Universal Studios

Despite growing up near LA, today was the first time I ever went to Universal Studios theme park. I had a pretty good time and wanted to collect some thoughts while the day is fresh in my mind.

Universal Access Unlimited was weird but worth it

Universal Studios is doing interesting experiments with their ticket pricing. Prices are dependent on availability and how far off into the future you buy them (they're cheaper the longer you buy in advance). They've also got several "levels" of ticket tiers. There's a basic normal ticket for about $90/day then a Universal Access bonus for $40 more that gives you one "skip the line" option for the day. For another $30, you can skip the line on every ride, all day. Then there's a VIP option which bumps it up to about $350/person/day and adds a guide and special backlot guided tours.
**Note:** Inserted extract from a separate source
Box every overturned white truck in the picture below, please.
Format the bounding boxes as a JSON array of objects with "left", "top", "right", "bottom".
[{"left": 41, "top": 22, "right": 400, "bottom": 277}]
Since I'd never been, and I only had one day at this park, I went with the unlimited option, and it was kind of remarkable. Every ride was a 5-10min wait, tops. Even the super busy new Harry Potter ride. It felt a little weird to use it, since you get a special line and you pass by hundreds of people waiting, but it definitely made the day go fast. If I wanted to, I probably could have finished riding everything in the park in under 3 hours.

The Harry Potter Lands

The Harry Potter section of the park was really well done. I'd heard lots about the Florida version and though the Hollywood one isn't as vast it's still pretty good. The buildings look great (though the snowy rooftops seemed odd in 80ºF heat) and the businesses are all spot-on, and ripped from the books. The toys and candy and gear they have for sale are all really nice, and you won't see any name brands of sodas or candy and I really like that they went the extra mile for that.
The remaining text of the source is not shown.